2. It’s probably all Biden’s fault. OK, let me back up here. Many of us are, understandably or at least forgivably, piling all of our frustrations and angers upon whatever political bugbears we’ve carried around for years. The idiots saying it was all a bad Harris campaign were probably once passed over for a job by somebody who ended up advising Harris-Walz ’24. So, while I’m pretty sure that everything, including the end of the great American democratic experiment and the results of the MLB postseason, can be properly blamed on the personality foibles that have long bugged me about Joe Biden, I should probably give this take a little more thought, distance, and critical analysis.
3. Psychopathic liars have an advantage in politics. As they do in many things. They are, it turns out, uniquely skilled at sensing what people want to hear and are willing to believe – a talent for which campaign professionals can earn quite good money without being a fraction as good as Donald Trump. The lack of equivalence between America’s two parties does not stem from the wording of New York Times op-ed headlines; it stems from one party having a leader who has spent decades developing the weird mental defect that allows him to tell mass audiences the exact outrageous untruth that allows them to believe, if they so wish, that immigrants are causing a massive violent crime wave, or that massive tariffs will be paid by exporters, or that there are no FEMA agents helping flood victims in North Carolina.

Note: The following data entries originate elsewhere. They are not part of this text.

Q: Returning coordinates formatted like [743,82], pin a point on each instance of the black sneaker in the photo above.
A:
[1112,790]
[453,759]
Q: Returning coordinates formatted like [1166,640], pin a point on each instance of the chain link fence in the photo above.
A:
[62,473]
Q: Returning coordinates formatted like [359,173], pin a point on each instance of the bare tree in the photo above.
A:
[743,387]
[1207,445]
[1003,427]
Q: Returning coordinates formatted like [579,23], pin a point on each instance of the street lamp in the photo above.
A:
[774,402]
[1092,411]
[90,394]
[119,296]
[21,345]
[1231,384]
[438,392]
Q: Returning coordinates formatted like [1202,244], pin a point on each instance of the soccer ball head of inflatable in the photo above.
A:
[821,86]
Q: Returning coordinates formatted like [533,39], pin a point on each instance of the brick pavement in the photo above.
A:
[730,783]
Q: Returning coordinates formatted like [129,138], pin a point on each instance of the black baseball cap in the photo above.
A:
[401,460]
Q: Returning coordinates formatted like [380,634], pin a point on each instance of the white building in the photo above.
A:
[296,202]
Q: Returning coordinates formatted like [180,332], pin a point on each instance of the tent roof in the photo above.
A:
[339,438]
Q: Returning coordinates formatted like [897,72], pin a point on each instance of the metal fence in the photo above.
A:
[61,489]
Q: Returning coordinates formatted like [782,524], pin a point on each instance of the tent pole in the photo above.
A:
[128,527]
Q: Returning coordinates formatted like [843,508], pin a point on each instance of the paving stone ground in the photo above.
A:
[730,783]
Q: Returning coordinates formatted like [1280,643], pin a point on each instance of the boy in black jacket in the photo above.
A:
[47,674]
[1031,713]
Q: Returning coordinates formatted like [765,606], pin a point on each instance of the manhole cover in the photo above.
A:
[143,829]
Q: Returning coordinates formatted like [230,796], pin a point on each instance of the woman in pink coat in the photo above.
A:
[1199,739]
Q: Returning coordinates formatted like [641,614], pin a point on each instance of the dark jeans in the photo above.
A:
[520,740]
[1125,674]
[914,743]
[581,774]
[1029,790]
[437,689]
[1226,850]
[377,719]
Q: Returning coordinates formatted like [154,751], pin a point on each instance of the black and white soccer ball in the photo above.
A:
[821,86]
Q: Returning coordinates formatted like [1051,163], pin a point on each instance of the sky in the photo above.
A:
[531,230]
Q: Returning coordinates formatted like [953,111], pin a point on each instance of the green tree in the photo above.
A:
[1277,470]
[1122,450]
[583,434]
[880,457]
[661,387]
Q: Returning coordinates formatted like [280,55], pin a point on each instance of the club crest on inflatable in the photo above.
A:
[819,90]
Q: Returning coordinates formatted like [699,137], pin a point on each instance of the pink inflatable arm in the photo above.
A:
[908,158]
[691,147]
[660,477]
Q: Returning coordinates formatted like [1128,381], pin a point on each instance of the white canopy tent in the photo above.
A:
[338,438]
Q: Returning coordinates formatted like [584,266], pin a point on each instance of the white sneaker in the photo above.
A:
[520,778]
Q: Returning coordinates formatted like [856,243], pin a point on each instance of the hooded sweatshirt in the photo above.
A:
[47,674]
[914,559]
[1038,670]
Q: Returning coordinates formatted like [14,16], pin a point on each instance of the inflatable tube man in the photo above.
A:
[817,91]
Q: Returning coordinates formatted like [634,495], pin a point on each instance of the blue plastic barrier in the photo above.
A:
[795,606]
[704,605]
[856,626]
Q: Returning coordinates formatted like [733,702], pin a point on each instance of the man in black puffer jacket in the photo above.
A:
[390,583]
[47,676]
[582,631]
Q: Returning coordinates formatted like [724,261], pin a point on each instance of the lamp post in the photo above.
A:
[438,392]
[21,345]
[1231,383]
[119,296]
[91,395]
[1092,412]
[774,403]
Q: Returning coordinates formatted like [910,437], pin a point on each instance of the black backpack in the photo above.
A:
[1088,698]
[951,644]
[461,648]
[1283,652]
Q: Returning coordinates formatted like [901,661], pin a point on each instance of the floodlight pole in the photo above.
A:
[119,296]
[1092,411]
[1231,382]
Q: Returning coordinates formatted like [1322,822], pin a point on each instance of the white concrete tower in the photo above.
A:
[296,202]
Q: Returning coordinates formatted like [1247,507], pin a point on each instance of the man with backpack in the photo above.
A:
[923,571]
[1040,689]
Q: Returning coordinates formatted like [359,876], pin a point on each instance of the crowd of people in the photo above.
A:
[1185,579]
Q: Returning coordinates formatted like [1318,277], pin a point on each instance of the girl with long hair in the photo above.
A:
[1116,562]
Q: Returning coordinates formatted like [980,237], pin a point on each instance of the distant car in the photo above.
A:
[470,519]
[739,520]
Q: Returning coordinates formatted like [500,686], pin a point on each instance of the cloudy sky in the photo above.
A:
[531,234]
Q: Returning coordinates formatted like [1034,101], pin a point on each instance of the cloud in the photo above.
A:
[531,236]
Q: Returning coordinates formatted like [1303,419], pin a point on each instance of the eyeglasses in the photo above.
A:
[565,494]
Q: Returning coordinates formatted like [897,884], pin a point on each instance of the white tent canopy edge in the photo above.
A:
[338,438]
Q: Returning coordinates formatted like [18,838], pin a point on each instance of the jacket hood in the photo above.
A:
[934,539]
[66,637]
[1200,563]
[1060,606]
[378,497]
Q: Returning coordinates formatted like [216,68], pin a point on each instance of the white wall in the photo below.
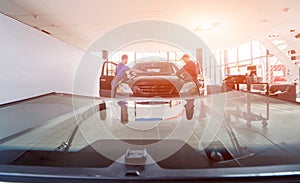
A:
[33,63]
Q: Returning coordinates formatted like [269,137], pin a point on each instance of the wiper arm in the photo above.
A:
[65,145]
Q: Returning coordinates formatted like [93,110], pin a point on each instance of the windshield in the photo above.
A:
[141,91]
[48,134]
[156,68]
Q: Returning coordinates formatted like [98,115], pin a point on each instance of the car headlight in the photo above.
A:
[188,87]
[124,88]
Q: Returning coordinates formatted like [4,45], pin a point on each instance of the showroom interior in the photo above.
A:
[58,56]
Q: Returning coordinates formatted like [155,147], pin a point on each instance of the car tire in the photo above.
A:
[103,115]
[102,109]
[124,114]
[189,109]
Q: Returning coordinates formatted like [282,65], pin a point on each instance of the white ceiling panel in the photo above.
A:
[79,22]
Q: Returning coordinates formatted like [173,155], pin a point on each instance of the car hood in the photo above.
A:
[156,79]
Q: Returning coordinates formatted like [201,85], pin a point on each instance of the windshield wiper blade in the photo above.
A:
[65,145]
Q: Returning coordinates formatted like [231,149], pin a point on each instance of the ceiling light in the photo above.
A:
[206,26]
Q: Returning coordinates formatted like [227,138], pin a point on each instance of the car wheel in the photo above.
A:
[189,109]
[124,114]
[102,109]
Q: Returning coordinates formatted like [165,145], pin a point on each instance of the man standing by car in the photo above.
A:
[122,67]
[190,67]
[121,70]
[192,70]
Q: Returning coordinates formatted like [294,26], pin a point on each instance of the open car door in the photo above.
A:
[106,78]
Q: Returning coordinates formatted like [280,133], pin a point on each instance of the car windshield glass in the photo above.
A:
[156,68]
[248,131]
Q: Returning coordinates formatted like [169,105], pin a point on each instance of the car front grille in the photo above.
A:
[155,89]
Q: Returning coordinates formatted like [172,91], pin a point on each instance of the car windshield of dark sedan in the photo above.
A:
[156,68]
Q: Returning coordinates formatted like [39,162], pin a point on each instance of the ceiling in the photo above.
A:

I have known a great many pols and political advisors; most have been capable of deceit, none could pull off any of these psychotic lies as Trump does.

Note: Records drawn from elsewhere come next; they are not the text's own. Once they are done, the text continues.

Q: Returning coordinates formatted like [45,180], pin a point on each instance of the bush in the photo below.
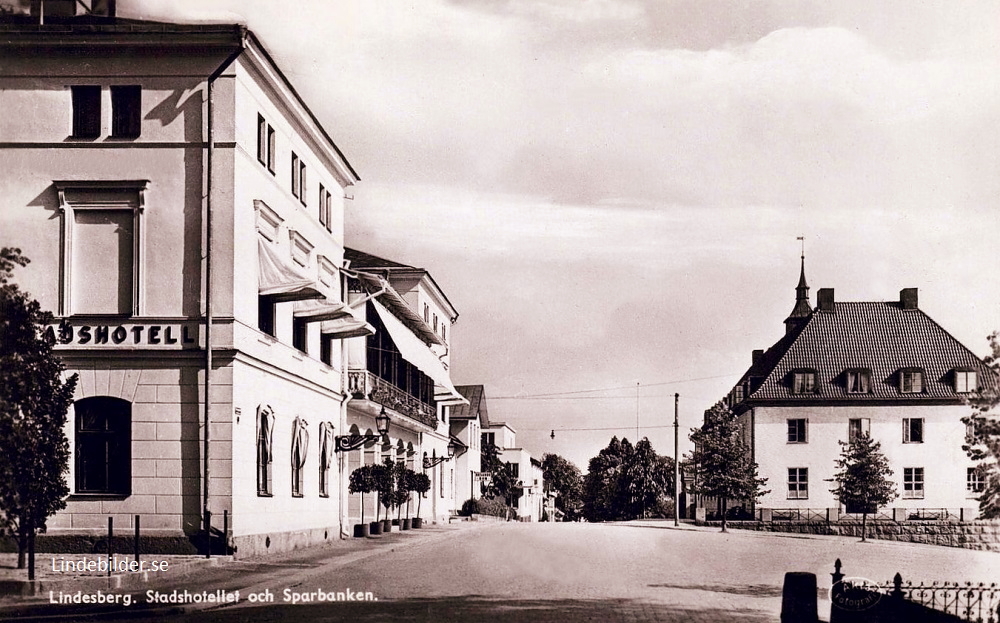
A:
[469,507]
[493,506]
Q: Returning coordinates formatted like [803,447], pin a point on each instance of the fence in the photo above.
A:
[855,600]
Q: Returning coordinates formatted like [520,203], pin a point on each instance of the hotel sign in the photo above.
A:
[158,335]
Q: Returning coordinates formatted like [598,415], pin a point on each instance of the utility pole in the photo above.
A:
[677,465]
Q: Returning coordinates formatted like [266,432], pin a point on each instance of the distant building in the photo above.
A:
[403,368]
[467,423]
[843,368]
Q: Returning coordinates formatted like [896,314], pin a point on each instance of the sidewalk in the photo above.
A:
[34,600]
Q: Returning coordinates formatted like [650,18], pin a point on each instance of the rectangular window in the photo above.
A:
[859,382]
[300,334]
[974,481]
[798,430]
[913,483]
[326,349]
[798,483]
[328,207]
[913,430]
[265,143]
[265,437]
[86,111]
[265,315]
[911,381]
[126,111]
[103,445]
[965,381]
[103,261]
[322,205]
[302,182]
[857,427]
[804,382]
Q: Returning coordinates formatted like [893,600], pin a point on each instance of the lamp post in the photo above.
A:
[429,462]
[677,465]
[346,443]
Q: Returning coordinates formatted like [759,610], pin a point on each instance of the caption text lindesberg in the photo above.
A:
[180,597]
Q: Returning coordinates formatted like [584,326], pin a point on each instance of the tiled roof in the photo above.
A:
[881,337]
[476,395]
[360,259]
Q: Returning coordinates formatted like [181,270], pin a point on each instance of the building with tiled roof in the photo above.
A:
[843,368]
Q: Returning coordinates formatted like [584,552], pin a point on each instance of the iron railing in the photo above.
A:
[362,384]
[968,601]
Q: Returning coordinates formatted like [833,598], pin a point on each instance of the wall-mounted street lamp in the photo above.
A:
[429,462]
[346,443]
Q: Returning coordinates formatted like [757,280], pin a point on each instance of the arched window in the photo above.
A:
[300,448]
[265,447]
[325,457]
[103,445]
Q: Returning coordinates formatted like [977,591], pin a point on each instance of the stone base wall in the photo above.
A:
[260,544]
[981,535]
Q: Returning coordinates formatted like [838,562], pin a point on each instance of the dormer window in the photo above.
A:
[965,381]
[911,381]
[804,382]
[859,381]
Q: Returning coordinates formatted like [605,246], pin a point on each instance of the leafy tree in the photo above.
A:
[864,477]
[564,478]
[626,482]
[602,496]
[362,481]
[722,465]
[384,475]
[420,484]
[500,482]
[34,400]
[982,438]
[649,478]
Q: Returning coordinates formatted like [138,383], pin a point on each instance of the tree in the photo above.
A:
[385,485]
[362,481]
[34,400]
[722,465]
[421,484]
[982,434]
[564,479]
[626,482]
[863,481]
[500,482]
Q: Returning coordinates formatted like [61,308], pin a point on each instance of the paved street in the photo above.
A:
[570,572]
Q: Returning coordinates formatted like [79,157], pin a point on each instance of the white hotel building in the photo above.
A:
[183,210]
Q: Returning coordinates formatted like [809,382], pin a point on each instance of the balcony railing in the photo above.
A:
[362,384]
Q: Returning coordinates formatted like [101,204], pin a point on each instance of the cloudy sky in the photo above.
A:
[610,191]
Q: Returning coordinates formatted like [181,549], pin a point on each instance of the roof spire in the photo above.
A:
[802,307]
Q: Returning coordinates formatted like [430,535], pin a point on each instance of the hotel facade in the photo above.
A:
[183,210]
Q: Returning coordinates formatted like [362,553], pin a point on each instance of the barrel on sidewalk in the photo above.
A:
[798,598]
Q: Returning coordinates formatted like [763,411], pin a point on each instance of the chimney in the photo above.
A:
[824,299]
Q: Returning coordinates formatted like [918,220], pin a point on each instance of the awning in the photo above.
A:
[394,301]
[280,280]
[347,326]
[415,351]
[316,310]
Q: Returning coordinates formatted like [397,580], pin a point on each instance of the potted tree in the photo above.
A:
[376,527]
[386,487]
[420,484]
[361,482]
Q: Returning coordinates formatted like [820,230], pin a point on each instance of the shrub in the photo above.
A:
[469,507]
[494,506]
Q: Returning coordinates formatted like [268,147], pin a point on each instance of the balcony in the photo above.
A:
[364,385]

Trump’s pathological lying, of course, has proven so effective in the political sphere, that the entire GOP and its extensive affiliated messaging apparati have transformed into an amplifying echo chamber of his insane lies. This is all soulless and immoral, but awfully effective.
4. Speaking of immoral, apparently we scapegoat again. As a Jewish kid in the 1970s, it was impressed upon me regularly that ‘scapegoating’ – the practice of laying blame for a society’s woes upon an identifiable minority – was one of the great recurrent evils of mankind’s history, and a moral failing that pretty much meant you were responsible for Holocaust-level evil. Is this no longer a term of shame and disgrace in our society? The GOP, and others, have never fully stopped scapegoating of course, but it was so clearly shameful one had to be coy about it. Now, it’s the entire explicit basis of the GOP’s case about America. Undereducated or not earning enough? DEI gave your deserved resources to undeserving Black people. High housing prices? Caused by Mexican immigrants. Government doesn’t seem to do enough for you? It’s because Democrats care more about queer-looking “they/them” than about “you.” And none of this is by accident: it is the deliberate, nefarious design of Democrats to hurt real Americans like you to benefit the scapegoats who are key to their bizarre political machinations. The old stereotype Jewish images from European media that we were shown in Hebrew School had no degree of subtlety on this cycle’s GOP advertisements.
OK that’s enough for now. Much more to come, of course; we’ll be analyzing this one for a long time.
Kamala needed a series of Sister Soulja moments or, at least an Eminem rap. "Joe BIden is too old and did nothing on the border issue that he yoked me too. His son is a loser scumbag. Student debt waivers are a terrible policy. Ivy league schools have been coddling their undergrads."
I read this explanation — along with all the other stuff — about an anti-incumbent vote, including all those who didn’t vote, which was a vote for who used to be called tfg. Very astute. Thanks.